Here are some excerpts from it:

"When we say so much about this divine life, we are not just thinking about it as some abstract element, but in its true relationship to the Lord Jesus. Jesus Himself is this life and we cannot have the life without having Him. It is not something separate from the person of the Lord Jesus, and I would be very sorry if there should be any thought that we are speaking of some thing called life as apart from the person of Jesus Christ. The life is the way in which the Lord Jesus manifests His person--it is the expression of the divine person.

"That is a very important thing, for it would be quite easy for some people who want to find fault to say: 'You put life in the place of the person.' Well, we have safeguarded ourselves against that accusation. It is the person of the Lord Jesus who is in view, but we can only know that person by the Spirit of life, and the Holy Spirit, who is the Spirit of Jesus, is the Spirit of life. It is not that some abstract element called life is Christ, but Christ personally is the life.

". . . You remember that the Letter to the Hebrews always speaks of the land of promise as 'God's rest'. It says of that first generation that they never entered into 'His rest', and that 'there remaineth therefore a sabbath rest for the people of God' (Hebrews 4:9). Now the land of promise is shown to be a type of Christ in heaven: Christ risen from the dead. You see, Israel had to go through the Jordan when it overflowed all its banks. The swellings of Jordan were a type of death, and they had to go through death on to resurrection ground. Then the word to Joshua was that he should go up and possess the land. It is resurrection and ascension. It is Christ in heaven, victorious over death, and His people with Him there. As Paul says: "And raised us up with him, and made us to sit with him in the heavenly places, in Christ Jesus" (Ephesians 2:6).
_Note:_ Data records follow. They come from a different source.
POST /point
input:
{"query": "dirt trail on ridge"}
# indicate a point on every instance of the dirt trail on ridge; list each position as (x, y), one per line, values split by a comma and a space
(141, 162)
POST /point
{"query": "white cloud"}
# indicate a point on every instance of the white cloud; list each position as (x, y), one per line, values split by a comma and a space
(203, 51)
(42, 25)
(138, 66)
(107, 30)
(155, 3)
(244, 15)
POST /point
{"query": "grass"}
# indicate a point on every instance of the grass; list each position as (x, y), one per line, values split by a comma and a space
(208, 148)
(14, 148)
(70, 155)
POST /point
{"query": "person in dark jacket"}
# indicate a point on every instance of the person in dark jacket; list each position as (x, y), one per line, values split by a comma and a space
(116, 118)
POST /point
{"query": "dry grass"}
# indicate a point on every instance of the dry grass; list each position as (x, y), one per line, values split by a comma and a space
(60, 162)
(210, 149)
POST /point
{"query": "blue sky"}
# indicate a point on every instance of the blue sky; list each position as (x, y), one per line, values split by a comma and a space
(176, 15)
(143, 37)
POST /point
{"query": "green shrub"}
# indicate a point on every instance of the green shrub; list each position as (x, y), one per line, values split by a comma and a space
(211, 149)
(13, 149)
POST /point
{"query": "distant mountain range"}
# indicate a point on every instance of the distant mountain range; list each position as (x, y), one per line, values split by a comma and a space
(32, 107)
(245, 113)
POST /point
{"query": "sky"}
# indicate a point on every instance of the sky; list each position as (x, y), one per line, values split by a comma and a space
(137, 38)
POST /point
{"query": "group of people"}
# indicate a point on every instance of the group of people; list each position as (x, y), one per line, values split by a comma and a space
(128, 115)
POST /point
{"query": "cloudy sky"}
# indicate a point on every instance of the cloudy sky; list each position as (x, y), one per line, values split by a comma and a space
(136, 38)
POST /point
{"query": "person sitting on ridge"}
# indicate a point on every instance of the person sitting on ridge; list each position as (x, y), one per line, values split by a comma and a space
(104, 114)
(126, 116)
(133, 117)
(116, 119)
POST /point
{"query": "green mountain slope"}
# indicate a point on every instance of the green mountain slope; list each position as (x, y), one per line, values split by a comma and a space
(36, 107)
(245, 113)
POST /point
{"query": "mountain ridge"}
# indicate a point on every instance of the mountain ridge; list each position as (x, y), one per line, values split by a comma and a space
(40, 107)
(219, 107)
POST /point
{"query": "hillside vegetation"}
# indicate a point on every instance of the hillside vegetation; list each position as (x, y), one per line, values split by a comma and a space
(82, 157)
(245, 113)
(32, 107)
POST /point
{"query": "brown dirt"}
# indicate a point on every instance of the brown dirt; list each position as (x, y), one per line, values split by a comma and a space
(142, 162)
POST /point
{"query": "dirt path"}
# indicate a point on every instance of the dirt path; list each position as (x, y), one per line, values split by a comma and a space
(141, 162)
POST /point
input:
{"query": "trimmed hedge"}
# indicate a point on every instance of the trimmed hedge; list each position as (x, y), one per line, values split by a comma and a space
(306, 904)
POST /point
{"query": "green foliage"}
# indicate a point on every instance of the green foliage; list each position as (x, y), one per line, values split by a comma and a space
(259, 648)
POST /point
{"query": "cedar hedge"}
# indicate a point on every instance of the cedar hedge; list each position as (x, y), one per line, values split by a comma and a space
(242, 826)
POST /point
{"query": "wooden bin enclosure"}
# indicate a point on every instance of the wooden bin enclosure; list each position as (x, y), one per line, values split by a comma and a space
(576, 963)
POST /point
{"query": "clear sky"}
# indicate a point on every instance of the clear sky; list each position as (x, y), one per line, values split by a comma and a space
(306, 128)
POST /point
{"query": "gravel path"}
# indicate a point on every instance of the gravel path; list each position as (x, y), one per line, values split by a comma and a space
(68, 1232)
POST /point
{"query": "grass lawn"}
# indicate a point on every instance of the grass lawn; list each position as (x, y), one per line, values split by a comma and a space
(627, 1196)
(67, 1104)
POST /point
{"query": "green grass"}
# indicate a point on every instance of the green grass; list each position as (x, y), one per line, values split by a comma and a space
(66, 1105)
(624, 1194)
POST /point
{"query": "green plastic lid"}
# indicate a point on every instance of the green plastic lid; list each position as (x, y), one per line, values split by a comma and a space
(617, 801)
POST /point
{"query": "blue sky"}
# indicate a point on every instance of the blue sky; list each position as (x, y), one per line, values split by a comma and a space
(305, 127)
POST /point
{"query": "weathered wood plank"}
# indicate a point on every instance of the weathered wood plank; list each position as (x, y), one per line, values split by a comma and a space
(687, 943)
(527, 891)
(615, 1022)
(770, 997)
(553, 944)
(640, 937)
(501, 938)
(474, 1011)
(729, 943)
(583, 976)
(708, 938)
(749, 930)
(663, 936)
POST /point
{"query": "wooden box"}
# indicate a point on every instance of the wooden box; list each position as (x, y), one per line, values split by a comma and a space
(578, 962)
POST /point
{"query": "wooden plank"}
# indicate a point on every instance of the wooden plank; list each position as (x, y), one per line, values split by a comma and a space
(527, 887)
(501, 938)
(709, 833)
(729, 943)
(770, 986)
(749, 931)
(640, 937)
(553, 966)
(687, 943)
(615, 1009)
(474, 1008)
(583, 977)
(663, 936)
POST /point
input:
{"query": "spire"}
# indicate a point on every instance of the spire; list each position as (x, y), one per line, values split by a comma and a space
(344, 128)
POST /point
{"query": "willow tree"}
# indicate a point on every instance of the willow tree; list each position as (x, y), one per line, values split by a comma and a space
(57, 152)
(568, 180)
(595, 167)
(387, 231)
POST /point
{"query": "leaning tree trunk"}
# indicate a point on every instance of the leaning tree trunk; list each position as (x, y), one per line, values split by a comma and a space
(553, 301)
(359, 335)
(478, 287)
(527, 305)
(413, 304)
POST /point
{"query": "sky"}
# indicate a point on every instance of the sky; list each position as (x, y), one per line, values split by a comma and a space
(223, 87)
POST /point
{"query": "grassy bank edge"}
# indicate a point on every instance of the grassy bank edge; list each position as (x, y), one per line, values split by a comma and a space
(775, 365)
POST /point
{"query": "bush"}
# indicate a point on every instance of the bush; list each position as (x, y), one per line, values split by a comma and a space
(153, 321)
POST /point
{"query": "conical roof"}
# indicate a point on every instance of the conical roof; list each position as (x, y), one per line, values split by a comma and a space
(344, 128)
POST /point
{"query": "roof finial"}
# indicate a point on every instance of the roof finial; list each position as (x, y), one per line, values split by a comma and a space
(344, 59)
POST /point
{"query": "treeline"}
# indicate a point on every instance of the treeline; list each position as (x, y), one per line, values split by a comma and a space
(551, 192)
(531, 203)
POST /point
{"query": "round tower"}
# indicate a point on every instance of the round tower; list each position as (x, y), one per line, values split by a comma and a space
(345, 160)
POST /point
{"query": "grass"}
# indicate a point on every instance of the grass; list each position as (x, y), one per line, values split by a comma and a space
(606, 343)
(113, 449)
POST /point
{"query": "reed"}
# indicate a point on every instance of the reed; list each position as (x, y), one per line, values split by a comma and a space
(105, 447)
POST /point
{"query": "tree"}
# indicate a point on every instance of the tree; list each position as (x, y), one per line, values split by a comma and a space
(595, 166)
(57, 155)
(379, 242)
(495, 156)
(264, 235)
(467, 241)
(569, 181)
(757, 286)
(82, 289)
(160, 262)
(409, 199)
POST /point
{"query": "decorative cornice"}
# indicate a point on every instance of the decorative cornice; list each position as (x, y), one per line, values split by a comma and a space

". . . Jesus stood and cried: 'Come unto me, all ye that labour and are heavy laden' (Matthew 11:28). What did He mean? The burden of the law was upon the people, indeed, it was a heavy burden for them. The Pharisees gave more than two thousand interpretations to the law of Moses, and said: 'The law of Moses does not mean that you have only to keep ten commandments; it means that you have to keep two thousand.' There was not a point in all their human life where this law was not applied and made their lives difficult. And all this was gathered up into the Sabbath: 'You must not make your bed on the Sabbath! You must not carry your bed on the Sabbath! You must not poke your fire on the Sabbath! You must do nothing on the Sabbath--you may not even walk more than three miles.' Two thousand regulations for their lives! The one thing that they were meeting every day, and especially on the Sabbath, was 'You may not'.

"'Come unto me, all ye that labour and are heavy laden, and I will give you rest' (Matthew 11:28). What has happened? Jesus has appropriated the Sabbath to Himself. It is no longer a day of the week--it is a divine person. (If the Seventh Day Adventists saw that, the whole of their system would go in five minutes!) No, Jesus is God's Sabbath. He is the end of God's works, and in Him God has entered into His rest. This is the 'rest which remaineth for the children of God'--not a day of the week or on the calendar, but a divine person, the Son of God. In Him we come to rest, and that which was our bondage is now our servant. In Him that against which we were always struggling is now our victory. Oh yes, Jesus is the Sabbath, and if we live in Him we shall not spoil the Sabbath. Every day should be a day of rest to our souls. Oh, this is a mighty thing that the Lord Jesus has done!

". . . We need never, never come to an end when we have this life, for it is an inexhaustible life. There is always something more. We may be filled today, but there is more for tomorrow.

"Now that is very practical. If you go back to your own life, you know that every day will make demands upon you, and sometimes the demands may seem too big for you, and you may say: 'I wonder how I am going to get through! I wonder how I am going to meet this situation!' Remember, you have the Lord of Life in you, and He is inexhaustible in His life. You may have fullness for today and then for tomorrow when it comes, and right to the end.

"I am asking that at the end the Lord Jesus will be glorified in this way--that I have more than when I started. That is the kind of life that has come to us in the person of Jesus Christ.

"May we learn to live by Him! And when I say 'live', I do not mean just exist. I mean live, in a way that naturally we could never live."